Waste to Energy : AI to increase waste-to-energy production

sorting plant, waste to energy
© iStock-RYosha

About 12% of the about 300 million tons of trash generated by Americans is converted into energy by waste-to-energy plants. Though recycling and composting have increased, the majority of the waste produced goes into landfills, the most inexpensive option. Researchers now aim to develop a new AI to make waste-to-energy plants a more attractive option by making it more effective and thus less cost intensive.

"The nature of municipal solid waste (MSW), a very heterogeneous material, with large variability in its physical, chemical and biological characteristics, poses significant challenges in optimizing MSW conversion processes.” says Carlos E. Romero, Principal Research Scientist and Director of the Energy Research Center at Lehigh University (ERC) (Bethlehem, Pennsylvania, U.S.) that has been awarded a new $3.5 million project by the U.S. Department of Energy (DOE) for the development of advanced technology for rapid detection and analysis of MSW streams. This project will be part of a $34 million effort from the Bioenergy Technology Office (BETO) of the Office of Energy Efficiency & Renewable Energy (EERE) to support high-impact research and development to improve and produce biofuels, biopower, and bioproducts. Lehigh will lead a team that includes the Energy Research Company (ERCo), Department of Energy’s (DOE’s) National Energy Technology Laboratory (NETL), ThermoChem Recovery International (TRI), Covanta Energy, the University of Toledo, and SpG Consulting.

The team will work on streamlining one of the most complex aspects of the waste-to-bioenergy process: analysis of the material. The project will bring together two types of leading-edge spectroscopy, Laser Induced Breakdown Spectroscopy (LIBS) and Raman Spectroscopy, in combination with artificial intelligence (AI).

Illustration of new technology that could improve the waste-to-bioenergy process.

- © Lehigh University's Energy Research Center

“With LIBS alone,” says principal research scientist Zheng Yao, “we were only able to measure the elemental composition of the fuel. But, by using AI neural networks, we were able to improve measurement accuracy and correlate elemental composition to other high-order parameters such as calorific value and ash fusion temperature, for example.” The technology the team is working on is designed to provide rapid, in-situ characterization of MSW feedstock, providing critical characterization and chemical analysis data in minutes for feed-forward process control of downstream biofuel production processes.

The project includes the development of both hardware and software elements that, together, will be capable of improving MSW characterization throughput over baseline methods by at least 25%. The approach could make it possible to process waste material in minutes, instead of hours.

This project could lead to a process that is both easier and less costly, making waste-to-energy a more attractive alternative to the landfill, and moving the U.S. closer to a waste-processing approach that is sustainable.

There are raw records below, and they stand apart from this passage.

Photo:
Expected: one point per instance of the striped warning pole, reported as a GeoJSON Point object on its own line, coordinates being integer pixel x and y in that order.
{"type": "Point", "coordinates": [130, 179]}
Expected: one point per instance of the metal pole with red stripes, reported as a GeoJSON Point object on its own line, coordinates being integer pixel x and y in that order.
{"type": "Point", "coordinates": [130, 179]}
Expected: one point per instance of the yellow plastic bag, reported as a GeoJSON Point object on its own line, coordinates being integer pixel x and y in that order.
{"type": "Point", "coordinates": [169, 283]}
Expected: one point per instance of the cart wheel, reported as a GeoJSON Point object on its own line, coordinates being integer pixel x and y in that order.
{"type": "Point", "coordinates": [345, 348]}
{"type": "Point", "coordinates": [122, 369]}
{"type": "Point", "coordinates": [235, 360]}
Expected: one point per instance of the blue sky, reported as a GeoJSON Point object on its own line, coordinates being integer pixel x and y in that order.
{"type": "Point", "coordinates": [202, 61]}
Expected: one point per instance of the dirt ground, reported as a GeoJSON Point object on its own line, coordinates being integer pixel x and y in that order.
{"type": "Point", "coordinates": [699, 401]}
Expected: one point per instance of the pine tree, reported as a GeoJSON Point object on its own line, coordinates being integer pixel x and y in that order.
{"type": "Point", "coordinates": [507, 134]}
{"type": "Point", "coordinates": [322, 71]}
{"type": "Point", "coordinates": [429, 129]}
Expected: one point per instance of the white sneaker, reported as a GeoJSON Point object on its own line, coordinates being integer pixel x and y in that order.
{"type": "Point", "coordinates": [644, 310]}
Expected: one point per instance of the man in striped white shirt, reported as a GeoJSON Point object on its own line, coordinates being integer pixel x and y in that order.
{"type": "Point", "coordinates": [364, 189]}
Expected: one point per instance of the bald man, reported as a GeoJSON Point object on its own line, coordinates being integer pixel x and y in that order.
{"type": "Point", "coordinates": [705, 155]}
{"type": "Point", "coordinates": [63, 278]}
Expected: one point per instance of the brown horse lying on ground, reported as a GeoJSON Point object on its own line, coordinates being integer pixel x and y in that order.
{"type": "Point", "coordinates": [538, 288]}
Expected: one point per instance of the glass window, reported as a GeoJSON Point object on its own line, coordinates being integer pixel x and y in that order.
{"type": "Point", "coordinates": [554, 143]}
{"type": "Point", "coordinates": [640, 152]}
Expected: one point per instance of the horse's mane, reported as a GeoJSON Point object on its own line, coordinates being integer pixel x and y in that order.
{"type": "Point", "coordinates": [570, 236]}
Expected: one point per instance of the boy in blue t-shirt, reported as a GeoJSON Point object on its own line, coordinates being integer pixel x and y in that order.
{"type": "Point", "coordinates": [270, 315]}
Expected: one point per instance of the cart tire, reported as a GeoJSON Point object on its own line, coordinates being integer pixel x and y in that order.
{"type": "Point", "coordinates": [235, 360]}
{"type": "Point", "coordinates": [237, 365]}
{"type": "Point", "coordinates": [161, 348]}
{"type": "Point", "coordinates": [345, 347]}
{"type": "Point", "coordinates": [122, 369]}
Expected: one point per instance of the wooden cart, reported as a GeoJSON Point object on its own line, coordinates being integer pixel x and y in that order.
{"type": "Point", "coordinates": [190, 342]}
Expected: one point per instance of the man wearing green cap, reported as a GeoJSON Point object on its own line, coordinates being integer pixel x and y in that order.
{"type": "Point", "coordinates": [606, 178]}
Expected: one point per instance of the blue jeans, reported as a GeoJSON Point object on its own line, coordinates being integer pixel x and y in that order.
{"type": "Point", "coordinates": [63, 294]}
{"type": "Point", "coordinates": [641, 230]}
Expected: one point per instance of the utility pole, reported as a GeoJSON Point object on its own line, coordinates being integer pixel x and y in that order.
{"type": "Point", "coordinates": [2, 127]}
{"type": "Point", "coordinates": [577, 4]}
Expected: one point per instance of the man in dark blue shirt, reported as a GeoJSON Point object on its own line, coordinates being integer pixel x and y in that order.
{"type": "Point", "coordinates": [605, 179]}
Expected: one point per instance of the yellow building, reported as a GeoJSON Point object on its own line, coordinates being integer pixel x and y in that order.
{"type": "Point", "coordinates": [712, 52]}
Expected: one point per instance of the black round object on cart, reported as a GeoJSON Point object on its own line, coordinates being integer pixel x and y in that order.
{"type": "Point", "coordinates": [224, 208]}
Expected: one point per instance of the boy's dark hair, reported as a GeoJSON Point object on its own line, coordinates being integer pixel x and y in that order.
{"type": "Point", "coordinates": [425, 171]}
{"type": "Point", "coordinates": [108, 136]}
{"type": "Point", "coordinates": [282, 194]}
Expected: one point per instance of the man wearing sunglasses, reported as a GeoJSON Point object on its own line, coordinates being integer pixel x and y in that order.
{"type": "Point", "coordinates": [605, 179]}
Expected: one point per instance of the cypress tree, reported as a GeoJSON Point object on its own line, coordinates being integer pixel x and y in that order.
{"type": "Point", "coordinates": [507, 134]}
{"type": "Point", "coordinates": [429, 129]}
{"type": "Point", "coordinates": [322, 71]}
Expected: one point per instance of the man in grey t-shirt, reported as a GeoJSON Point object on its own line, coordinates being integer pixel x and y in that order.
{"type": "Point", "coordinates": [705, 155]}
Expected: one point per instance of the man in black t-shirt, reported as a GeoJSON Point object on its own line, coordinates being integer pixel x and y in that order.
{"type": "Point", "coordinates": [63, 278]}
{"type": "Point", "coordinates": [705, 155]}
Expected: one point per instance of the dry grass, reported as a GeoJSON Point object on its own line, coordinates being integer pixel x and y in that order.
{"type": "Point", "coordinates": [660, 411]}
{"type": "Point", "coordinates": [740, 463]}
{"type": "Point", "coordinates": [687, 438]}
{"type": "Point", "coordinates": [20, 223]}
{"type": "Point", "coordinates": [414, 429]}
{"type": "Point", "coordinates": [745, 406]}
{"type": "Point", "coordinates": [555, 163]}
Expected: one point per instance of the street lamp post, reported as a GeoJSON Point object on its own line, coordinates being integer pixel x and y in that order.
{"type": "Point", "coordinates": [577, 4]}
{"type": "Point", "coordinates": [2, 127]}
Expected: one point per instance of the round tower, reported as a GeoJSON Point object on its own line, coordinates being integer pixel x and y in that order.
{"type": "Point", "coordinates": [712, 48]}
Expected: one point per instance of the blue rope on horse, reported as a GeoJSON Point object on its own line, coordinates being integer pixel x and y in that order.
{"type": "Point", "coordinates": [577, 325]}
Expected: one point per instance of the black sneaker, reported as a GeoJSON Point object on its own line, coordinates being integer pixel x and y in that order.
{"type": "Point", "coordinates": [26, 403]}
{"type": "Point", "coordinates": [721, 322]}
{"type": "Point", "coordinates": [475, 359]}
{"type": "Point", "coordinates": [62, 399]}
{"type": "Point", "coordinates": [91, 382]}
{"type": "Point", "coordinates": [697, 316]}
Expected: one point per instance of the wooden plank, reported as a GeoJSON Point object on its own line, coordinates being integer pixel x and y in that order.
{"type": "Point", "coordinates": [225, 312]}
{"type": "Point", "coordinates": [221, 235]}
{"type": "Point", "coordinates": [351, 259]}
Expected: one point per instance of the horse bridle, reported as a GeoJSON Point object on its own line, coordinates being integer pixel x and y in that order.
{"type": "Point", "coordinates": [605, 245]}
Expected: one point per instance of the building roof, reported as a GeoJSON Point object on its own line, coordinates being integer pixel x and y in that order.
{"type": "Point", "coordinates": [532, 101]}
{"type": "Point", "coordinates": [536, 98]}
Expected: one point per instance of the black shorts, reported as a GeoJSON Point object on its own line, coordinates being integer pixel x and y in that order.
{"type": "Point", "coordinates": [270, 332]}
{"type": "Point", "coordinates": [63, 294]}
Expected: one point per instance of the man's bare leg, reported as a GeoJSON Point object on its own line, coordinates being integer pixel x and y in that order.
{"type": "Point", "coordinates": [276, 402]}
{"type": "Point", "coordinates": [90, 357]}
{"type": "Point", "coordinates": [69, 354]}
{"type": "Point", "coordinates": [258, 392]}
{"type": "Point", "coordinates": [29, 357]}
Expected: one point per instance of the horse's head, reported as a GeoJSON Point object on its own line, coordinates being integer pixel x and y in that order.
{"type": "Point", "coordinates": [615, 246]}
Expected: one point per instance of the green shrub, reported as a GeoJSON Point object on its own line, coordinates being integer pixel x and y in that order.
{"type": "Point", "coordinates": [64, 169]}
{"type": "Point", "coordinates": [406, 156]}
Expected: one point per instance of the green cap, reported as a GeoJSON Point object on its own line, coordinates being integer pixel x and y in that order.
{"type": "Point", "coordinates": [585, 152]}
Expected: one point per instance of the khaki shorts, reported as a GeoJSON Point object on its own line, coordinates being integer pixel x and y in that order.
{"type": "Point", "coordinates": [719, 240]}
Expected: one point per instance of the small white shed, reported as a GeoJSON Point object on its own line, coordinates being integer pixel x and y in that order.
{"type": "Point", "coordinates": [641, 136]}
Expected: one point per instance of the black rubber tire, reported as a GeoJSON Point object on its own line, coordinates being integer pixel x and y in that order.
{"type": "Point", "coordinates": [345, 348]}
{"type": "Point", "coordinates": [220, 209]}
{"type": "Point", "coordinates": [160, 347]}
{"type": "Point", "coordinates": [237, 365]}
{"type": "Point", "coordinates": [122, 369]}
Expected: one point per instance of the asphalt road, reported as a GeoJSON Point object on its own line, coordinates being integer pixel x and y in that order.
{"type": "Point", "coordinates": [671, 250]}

The proposed project supports BETO’s goal of innovation to accelerate feedstock technologies that would propel a bio-economy, by allowing real-time characterization of MSW feedstock for feed-forward process control of downstream biofuel production processes.

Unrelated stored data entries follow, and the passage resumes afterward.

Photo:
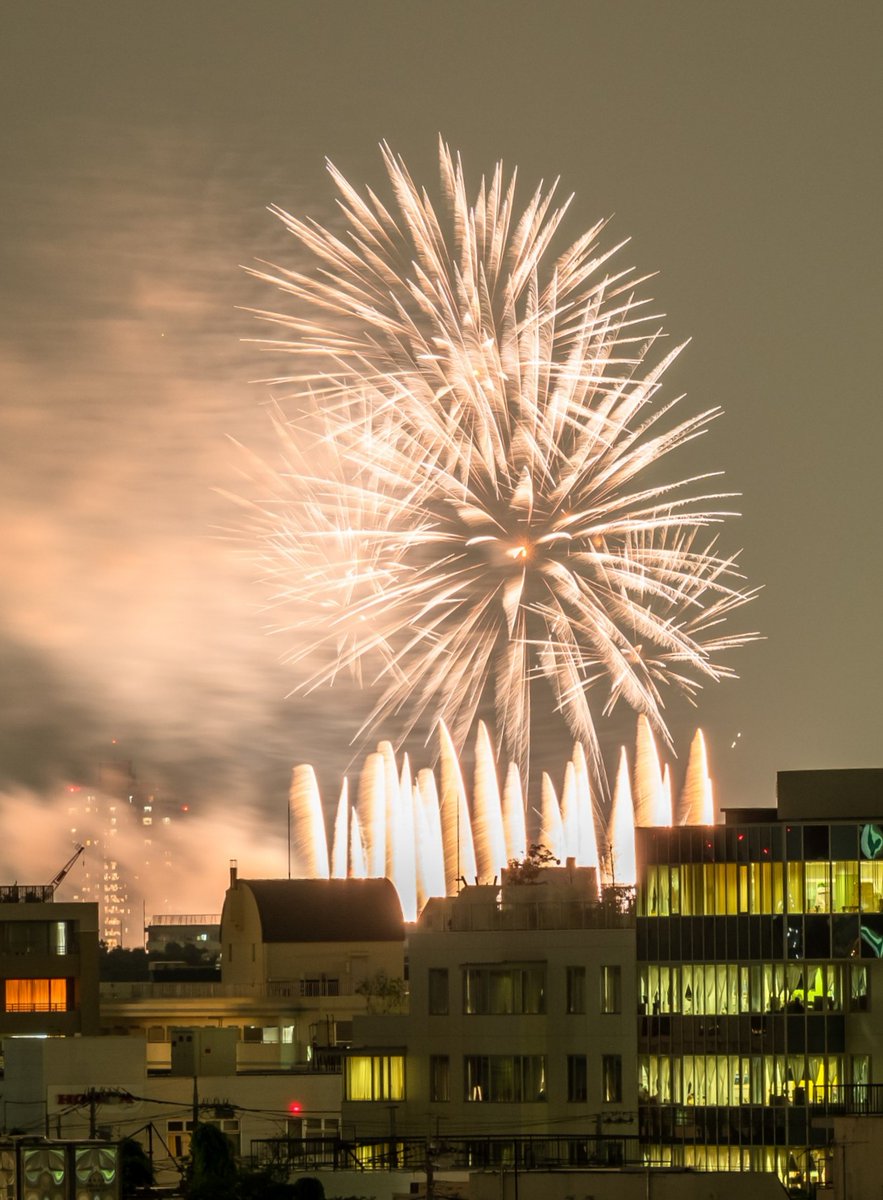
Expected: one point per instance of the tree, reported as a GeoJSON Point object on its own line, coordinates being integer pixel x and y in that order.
{"type": "Point", "coordinates": [527, 870]}
{"type": "Point", "coordinates": [307, 1187]}
{"type": "Point", "coordinates": [212, 1173]}
{"type": "Point", "coordinates": [136, 1170]}
{"type": "Point", "coordinates": [385, 994]}
{"type": "Point", "coordinates": [119, 965]}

The ERC has also for a long time worked on the process optimization projects for the fossil fuel-fired power generation industryand has pioneered combustion optimization development in the mid-1990s. The ERC research has led to the development of proprietary software technologies.

Since its founding in 1978 the ERC has worked extensively on innovative research programs and developed technological solutions that encompass the entire power generation plant, from the fuel supply, to the firing system, to the air pollution control devices train, to the back-end of the flue gas path, to the turbine cycle.